Curiosity revenue from deposits held with firms won’t profit beneath this part. This implies, senior residents won’t get this profit for curiosity revenue from company fastened deposits us/ 80TTB.
Part 80U
That is much like Part 80DD. Tax deduction is allowed for the tax assessee who’s bodily and mentally challenged.
Comparability of Tax Deductions & Exemptions obtainable beneath Outdated & New Tax Regimes
Beneath is the comparability desk to get an general thought of all of the vital tax exemptions and deductions obtainable beneath the outdated and/or new tax regimes for Monetary Yr 2023-24 (AY 2024-25).
Deduction (or) Exemption | Outdated Tax Regime | New Tax Regime |
---|---|---|
Commonplace Deduction of Rs 50,000 | Sure | Sure |
HRA Allowance | Sure | No |
Rebate u/s 87A (upto Rs 25,000 in new tax regime) | Sure | Sure |
Skilled Tax | Sure | No |
Curiosity on Residence mortgage u/s 24B on Self-occupied property | Sure | No |
Curiosity on Residence Mortgage u/s 24b on let-out property | Sure | Sure |
Chapter VI A Deductions (80c, 80CCC, 80CCD, 80D, 80E, 80G and so forth.) | Sure | No |
Deduction u/Sec 80CCD(1B) of As much as Rs. 50,000 | Sure | No |
Staff Contribution to NPS/EPF (Sec 80CCD-2) | Sure | No |
Employer’s Contribution to NPS | Sure | Sure |
Financial institution Account Curiosity Sec 80TTA & 80TTB | Sure | No |
Gratuity Profit | Sure | Sure |
Depart Encashment Profit | Sure | Sure |
Part 54 (Reinvestment of Lengthy-Time period Capital Features) | Sure | Sure |
A phrase of recommendation:
It’s prudent to keep away from final minute tax planning.
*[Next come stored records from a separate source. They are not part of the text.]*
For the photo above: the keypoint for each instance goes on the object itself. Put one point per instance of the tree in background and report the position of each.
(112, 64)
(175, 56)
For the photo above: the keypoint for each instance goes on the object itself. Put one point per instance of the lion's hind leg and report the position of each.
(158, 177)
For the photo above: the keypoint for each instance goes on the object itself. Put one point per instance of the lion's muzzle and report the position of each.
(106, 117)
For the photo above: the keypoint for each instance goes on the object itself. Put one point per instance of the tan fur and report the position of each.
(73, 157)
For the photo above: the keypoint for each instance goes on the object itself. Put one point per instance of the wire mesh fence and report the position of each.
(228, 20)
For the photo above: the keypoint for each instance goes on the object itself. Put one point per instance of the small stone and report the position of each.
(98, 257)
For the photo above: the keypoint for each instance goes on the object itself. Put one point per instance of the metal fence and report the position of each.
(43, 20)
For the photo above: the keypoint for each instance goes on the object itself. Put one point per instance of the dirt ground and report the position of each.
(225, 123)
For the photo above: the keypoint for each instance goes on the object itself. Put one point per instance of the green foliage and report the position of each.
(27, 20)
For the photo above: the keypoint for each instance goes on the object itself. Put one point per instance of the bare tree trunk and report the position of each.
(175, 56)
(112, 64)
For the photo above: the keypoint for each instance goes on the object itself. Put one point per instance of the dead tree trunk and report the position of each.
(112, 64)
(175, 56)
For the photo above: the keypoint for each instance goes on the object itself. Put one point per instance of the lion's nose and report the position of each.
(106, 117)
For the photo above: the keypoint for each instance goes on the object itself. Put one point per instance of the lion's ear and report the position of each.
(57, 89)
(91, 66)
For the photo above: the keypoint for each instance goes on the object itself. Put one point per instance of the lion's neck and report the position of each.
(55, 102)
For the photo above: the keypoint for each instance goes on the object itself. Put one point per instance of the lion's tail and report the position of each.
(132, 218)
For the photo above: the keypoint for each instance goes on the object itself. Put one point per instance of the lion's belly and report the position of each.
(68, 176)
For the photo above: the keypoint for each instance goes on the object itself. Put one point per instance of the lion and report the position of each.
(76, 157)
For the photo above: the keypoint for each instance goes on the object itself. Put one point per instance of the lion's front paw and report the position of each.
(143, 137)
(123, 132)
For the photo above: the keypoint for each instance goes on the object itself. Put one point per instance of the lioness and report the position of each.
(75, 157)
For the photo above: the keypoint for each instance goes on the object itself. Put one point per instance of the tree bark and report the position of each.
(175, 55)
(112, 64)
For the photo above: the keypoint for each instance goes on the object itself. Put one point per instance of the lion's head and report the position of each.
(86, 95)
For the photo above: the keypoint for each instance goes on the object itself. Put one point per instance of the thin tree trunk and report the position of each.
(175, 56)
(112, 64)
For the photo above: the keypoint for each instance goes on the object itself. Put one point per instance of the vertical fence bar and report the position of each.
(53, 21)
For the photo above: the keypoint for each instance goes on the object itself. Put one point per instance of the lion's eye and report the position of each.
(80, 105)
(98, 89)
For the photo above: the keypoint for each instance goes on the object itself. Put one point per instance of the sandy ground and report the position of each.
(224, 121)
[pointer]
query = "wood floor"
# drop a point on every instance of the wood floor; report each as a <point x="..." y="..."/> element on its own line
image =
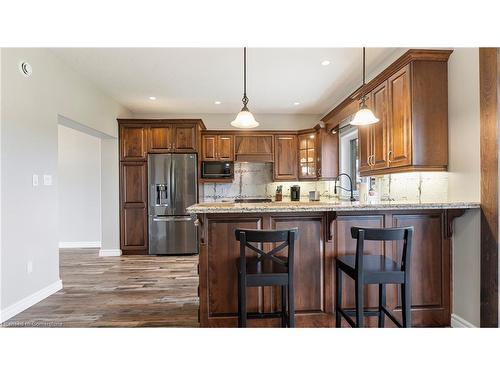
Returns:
<point x="127" y="291"/>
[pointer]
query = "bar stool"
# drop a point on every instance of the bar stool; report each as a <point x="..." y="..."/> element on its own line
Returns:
<point x="374" y="269"/>
<point x="266" y="269"/>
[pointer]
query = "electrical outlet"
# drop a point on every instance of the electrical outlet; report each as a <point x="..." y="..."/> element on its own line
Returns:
<point x="47" y="179"/>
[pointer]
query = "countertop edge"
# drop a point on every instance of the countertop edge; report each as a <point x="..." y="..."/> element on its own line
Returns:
<point x="217" y="207"/>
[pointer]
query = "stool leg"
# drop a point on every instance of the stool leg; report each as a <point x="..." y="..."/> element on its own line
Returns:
<point x="242" y="301"/>
<point x="381" y="302"/>
<point x="406" y="300"/>
<point x="291" y="305"/>
<point x="283" y="306"/>
<point x="359" y="304"/>
<point x="338" y="296"/>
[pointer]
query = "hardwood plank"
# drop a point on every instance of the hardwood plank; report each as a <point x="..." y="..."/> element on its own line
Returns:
<point x="129" y="291"/>
<point x="488" y="92"/>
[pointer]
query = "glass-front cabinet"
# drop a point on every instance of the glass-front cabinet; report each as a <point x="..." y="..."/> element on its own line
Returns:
<point x="307" y="156"/>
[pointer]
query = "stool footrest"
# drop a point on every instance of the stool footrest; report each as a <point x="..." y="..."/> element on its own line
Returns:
<point x="347" y="313"/>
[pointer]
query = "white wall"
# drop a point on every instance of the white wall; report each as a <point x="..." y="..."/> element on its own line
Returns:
<point x="29" y="216"/>
<point x="267" y="121"/>
<point x="79" y="189"/>
<point x="464" y="179"/>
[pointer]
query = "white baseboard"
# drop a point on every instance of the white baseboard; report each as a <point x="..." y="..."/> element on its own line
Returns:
<point x="29" y="301"/>
<point x="459" y="322"/>
<point x="80" y="244"/>
<point x="110" y="252"/>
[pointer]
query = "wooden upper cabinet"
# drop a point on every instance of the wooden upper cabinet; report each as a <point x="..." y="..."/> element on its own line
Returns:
<point x="160" y="138"/>
<point x="254" y="148"/>
<point x="399" y="129"/>
<point x="379" y="138"/>
<point x="285" y="157"/>
<point x="133" y="143"/>
<point x="307" y="156"/>
<point x="184" y="137"/>
<point x="209" y="147"/>
<point x="365" y="143"/>
<point x="133" y="207"/>
<point x="412" y="104"/>
<point x="217" y="147"/>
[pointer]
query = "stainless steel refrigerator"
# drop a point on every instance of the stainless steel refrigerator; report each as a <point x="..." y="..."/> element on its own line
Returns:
<point x="173" y="186"/>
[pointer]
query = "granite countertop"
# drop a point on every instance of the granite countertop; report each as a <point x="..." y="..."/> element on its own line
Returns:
<point x="305" y="206"/>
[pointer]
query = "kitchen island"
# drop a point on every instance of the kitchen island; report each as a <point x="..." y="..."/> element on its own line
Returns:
<point x="324" y="233"/>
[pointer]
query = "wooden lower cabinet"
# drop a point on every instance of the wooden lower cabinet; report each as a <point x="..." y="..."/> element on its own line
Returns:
<point x="133" y="208"/>
<point x="219" y="252"/>
<point x="430" y="264"/>
<point x="322" y="236"/>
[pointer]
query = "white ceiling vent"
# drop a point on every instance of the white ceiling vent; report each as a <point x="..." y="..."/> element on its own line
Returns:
<point x="25" y="68"/>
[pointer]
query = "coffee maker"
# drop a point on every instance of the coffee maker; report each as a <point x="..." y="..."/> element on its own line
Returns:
<point x="295" y="193"/>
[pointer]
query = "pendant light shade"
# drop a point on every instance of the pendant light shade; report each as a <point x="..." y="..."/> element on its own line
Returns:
<point x="244" y="119"/>
<point x="364" y="116"/>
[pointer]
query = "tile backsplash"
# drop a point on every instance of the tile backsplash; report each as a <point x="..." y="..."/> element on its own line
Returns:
<point x="255" y="180"/>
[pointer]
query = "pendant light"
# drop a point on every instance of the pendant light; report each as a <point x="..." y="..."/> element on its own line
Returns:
<point x="364" y="116"/>
<point x="244" y="119"/>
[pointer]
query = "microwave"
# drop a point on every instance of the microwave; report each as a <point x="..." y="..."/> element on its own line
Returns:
<point x="217" y="169"/>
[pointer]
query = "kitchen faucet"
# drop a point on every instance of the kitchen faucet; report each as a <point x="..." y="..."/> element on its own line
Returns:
<point x="340" y="187"/>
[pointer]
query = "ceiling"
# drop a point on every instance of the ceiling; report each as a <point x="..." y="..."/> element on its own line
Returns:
<point x="191" y="80"/>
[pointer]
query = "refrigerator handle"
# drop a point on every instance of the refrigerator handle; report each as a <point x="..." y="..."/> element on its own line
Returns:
<point x="172" y="183"/>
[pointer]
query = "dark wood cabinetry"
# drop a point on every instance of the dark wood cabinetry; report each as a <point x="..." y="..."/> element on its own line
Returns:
<point x="133" y="142"/>
<point x="218" y="277"/>
<point x="285" y="157"/>
<point x="307" y="156"/>
<point x="137" y="138"/>
<point x="217" y="147"/>
<point x="322" y="237"/>
<point x="318" y="155"/>
<point x="411" y="100"/>
<point x="133" y="207"/>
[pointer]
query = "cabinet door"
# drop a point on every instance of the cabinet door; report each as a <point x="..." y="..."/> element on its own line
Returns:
<point x="399" y="120"/>
<point x="133" y="204"/>
<point x="133" y="143"/>
<point x="308" y="156"/>
<point x="225" y="147"/>
<point x="328" y="154"/>
<point x="365" y="143"/>
<point x="285" y="157"/>
<point x="209" y="146"/>
<point x="184" y="139"/>
<point x="379" y="137"/>
<point x="160" y="138"/>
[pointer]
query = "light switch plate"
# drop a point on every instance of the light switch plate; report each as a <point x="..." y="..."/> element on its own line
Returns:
<point x="47" y="179"/>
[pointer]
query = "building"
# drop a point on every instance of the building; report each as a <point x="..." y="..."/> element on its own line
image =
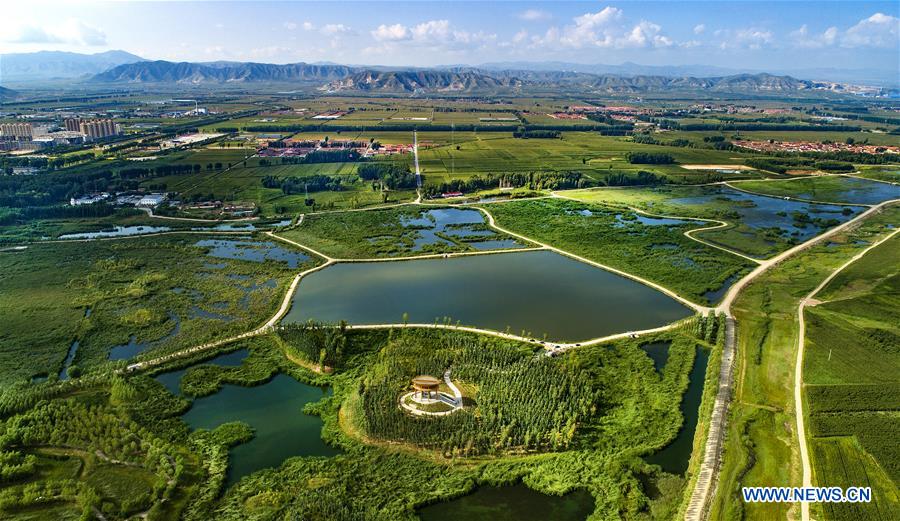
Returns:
<point x="22" y="131"/>
<point x="151" y="200"/>
<point x="93" y="128"/>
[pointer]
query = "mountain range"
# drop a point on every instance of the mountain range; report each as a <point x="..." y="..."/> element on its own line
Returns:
<point x="337" y="78"/>
<point x="119" y="67"/>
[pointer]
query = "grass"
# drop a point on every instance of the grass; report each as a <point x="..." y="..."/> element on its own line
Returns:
<point x="128" y="286"/>
<point x="382" y="233"/>
<point x="835" y="189"/>
<point x="755" y="230"/>
<point x="760" y="448"/>
<point x="852" y="340"/>
<point x="660" y="253"/>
Don’t put money into low-yielding life insurance coverage polices or in another monetary merchandise simply to avoid wasting taxes. It’s higher you propose your taxes primarily based in your monetary objectives at the start of the Monetary Yr itself.
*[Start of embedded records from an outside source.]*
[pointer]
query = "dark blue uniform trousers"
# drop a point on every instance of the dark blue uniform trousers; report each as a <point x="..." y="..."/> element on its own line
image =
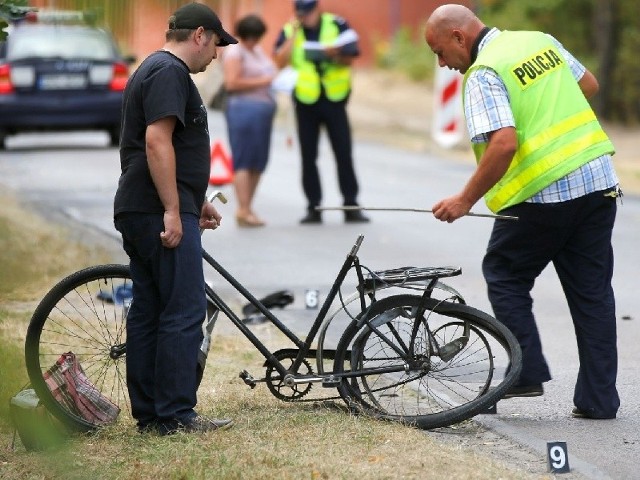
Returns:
<point x="164" y="323"/>
<point x="576" y="237"/>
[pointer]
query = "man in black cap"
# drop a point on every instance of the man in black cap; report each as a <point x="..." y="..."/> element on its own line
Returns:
<point x="159" y="209"/>
<point x="321" y="47"/>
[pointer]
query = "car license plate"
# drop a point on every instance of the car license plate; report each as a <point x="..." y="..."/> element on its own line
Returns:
<point x="62" y="82"/>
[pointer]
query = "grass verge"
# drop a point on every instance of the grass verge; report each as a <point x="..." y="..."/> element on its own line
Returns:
<point x="270" y="440"/>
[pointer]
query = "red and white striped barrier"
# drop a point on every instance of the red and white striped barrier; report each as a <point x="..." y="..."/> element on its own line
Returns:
<point x="447" y="109"/>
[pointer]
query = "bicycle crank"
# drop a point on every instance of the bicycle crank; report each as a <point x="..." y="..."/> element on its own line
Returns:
<point x="287" y="388"/>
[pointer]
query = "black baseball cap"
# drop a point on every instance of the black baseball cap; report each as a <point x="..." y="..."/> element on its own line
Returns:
<point x="194" y="15"/>
<point x="303" y="7"/>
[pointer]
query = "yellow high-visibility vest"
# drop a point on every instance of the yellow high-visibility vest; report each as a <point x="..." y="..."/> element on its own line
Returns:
<point x="335" y="78"/>
<point x="556" y="128"/>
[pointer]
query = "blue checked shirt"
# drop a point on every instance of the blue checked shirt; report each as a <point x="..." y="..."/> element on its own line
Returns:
<point x="487" y="109"/>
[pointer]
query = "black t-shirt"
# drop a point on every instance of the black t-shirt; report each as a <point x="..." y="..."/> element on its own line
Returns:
<point x="162" y="87"/>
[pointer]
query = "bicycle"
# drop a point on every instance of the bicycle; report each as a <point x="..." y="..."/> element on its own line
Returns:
<point x="409" y="357"/>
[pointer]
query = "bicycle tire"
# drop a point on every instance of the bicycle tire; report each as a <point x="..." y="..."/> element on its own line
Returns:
<point x="424" y="390"/>
<point x="84" y="313"/>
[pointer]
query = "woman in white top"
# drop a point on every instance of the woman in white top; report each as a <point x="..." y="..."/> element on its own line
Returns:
<point x="250" y="109"/>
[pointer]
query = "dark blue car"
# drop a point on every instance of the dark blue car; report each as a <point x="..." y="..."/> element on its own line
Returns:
<point x="60" y="77"/>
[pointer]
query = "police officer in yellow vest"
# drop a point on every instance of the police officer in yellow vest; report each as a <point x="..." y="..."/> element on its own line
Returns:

It’s OK to pay some taxes once you can not save or can not put money into proper monetary merchandise. However don’t make investments simply to avoid wasting TAXES. The price of shopping for fallacious monetary merchandise might outweigh the price of taxes. Tax Planning will not be a purpose however a software. Keep in mind “Tax Planning alone will not be Monetary Planning.”
Kindly perceive the tax remedy of the chosen funding merchandise throughout the completely different funding levels (i.e., funding, accrual & withdrawal) after which make investments.
As mentioned, beneath the brand new tax regime, the people can decide to pay tax on the lowered charges with out claiming the assorted tax exemptions and deductions. So, you’ll have to work out your tax legal responsibility beneath the outdated and new tax regime earlier than deciding which one is extra helpful.
Proceed studying :
(In case you have any questions in your private monetary issues, you’ll be able to publish them in our Discussion board part. We’re more than pleased to reply and assist you to in making knowledgeable funding choices.)